Antônio Leonardo participa de debate sobre gás natural

Antônio Leonardo participa de debate sobre gás natural

Da Redação/Raphael Rios – O vice-presidente da Companhia de Desenvolvimento Econômico de Minas Gerais (Codemig), Antônio Leonardo Lemos Oliveira (Toninho), participou do primeiro debate do projeto Rotas do Futuro, lançado na última semana pela Federação das Indústrias de Minas Gerais (Fiemg), em Uberaba. O projeto coloca em evidencia a importância econômica do gasoduto que ligará São Carlos a Uberaba até 2014. Um investimento de R$ 750 milhões para a construção de 276 quilômetros, com capacidade para transportar 7 milhões de metros cúbicos de gás por dia. A reunião contou com a presença de diversas autoridades do governo do Estado, além de lideranças políticas e empresariais e dirigentes sindicais.

A disponibilização do gás natural para o Triângulo Mineiro e Alto Paranaíba deve provocar um salto de desenvolvimento. O baixo custo do combustível, que chega a ser 30% mais barato que o óleo, é uma das inúmeras vantagens do projeto. A princípio, o gás atenderá a planta de amônia e ureia em implantação na cidade, e também servirá para atrair indústrias para os municípios vizinhos.

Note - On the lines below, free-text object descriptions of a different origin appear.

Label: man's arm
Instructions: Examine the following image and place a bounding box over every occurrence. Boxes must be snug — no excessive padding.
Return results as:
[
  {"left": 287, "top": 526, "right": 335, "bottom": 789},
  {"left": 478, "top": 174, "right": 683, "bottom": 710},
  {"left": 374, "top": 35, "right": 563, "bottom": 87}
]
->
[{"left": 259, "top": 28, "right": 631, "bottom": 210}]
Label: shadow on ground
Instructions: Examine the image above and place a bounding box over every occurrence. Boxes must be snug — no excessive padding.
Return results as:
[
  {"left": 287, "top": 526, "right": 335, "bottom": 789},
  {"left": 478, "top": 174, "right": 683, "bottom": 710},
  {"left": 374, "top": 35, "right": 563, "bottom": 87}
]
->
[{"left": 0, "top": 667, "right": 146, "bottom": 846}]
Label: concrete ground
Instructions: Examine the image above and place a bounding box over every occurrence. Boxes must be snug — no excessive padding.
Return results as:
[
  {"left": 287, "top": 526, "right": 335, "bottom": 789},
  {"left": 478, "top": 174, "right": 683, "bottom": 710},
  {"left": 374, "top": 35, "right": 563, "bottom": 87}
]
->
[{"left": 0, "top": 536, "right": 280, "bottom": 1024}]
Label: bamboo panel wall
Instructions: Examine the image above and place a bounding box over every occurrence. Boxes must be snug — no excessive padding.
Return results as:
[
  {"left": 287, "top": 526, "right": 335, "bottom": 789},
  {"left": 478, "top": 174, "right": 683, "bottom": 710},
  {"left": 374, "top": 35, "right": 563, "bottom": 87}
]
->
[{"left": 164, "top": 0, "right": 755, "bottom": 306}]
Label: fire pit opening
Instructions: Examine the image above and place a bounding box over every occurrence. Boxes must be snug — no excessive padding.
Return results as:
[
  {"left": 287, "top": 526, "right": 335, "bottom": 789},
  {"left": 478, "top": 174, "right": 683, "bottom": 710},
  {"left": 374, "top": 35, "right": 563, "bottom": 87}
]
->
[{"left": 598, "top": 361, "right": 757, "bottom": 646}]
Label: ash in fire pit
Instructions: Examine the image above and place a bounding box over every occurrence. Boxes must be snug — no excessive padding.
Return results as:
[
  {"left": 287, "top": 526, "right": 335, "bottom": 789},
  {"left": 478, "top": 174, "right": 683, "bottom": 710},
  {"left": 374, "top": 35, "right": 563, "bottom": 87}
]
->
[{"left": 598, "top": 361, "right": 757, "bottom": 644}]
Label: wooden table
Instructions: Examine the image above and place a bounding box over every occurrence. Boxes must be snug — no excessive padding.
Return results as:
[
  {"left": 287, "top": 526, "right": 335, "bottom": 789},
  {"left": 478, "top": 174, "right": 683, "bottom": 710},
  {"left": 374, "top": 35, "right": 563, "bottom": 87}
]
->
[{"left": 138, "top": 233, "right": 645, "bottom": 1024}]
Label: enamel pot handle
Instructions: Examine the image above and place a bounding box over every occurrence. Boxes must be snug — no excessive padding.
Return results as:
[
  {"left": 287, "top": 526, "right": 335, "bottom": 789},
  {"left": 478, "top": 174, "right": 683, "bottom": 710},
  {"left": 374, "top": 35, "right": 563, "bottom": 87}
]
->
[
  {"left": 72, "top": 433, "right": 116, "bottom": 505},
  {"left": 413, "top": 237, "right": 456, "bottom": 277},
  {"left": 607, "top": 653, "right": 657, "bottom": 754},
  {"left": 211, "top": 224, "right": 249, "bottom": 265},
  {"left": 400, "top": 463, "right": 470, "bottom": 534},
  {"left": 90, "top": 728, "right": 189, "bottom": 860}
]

A intenção é que aos poucos o comércio e até mesmo residências possam fazer uso da energia. A Fiemg dará sequência ao projeto apresentando nas demais regionais da instituição e outros noves grandes temas importantes para o desenvolvimento do Estado e principalmente da região.

De acordo com Toninho, o evento foi uma grande oportunidade para os participantes conhecerem a aplicabilidade do gás natural em diversos setores da economia. “Em todos os eventos, reuniões e seminários que temos participado, tenho manifestado sempre a importância da região, especialmente Araxá, de abraçar a ideia. Todos devem trabalhar de forma incisiva junto aos órgãos que detêm o poder decisório sobre a expansão do gás natural para o Triângulo e Alto Paranaíba. Inclusive, foi recentemente anunciado pelo governador Antônio Augusto Anastasia a descoberta de reserva de gás no Noroeste de Minas, reserva essa que representaria hoje algo em torno de 25% do gás produzido na Bolívia e que é vendido ao Brasil. Temos que colocar Araxá na rota desse plano de desenvolvimento sustentável que está se iniciando em Minas, mas só vamos conseguir isto com muito empenho e trabalho”, diz.

Segundo o vice-presidente, as expectativas econômicas para a região são as melhores possíveis. “O gás natural trás inúmeras vantagens, como uma energia considerada limpa, com níveis de poluição insignificantes; economia de custo para as indústrias em relação a outros derivados de petróleo, como o óleo diesel; segurança pela não necessidade de estoque; possibilidade de atendimento ao consumo veicular por ser mais econômico e menos poluente, dentre outras vantagens. Estou bastante otimista com a possibilidade de Araxá fazer parte desse grande projeto estadual e disposto a somar fileiras nessa causa que representará a médio prazo, a certeza de novos investimentos para Minas e para nossa macro-região”, ressalta.

Reservas de gás natural

Além do gasoduto que liga São Carlos a Uberaba, Minas Gerais está no mapa da exploração de gás natural com recentes descobertas na bacia do São Francisco. Os poços anunciados em Morada Nova de Minas e Brasilândia de Minas alimentam a expectativa de que a exploração comercial do combustível seja viável. Estudos realizados apontam que as reservas de toda a bacia possuem entre 176,5 e 194,6 bilhões de m3 de gás. Esses números podem representar uma produção diária de 7 a 8 milhões de m³, 12% do total produzido no país e 25% do volume total importado diariamente da Bolívia. Ele informou que a estimativa de início da produção é para os próximos dois ou três anos.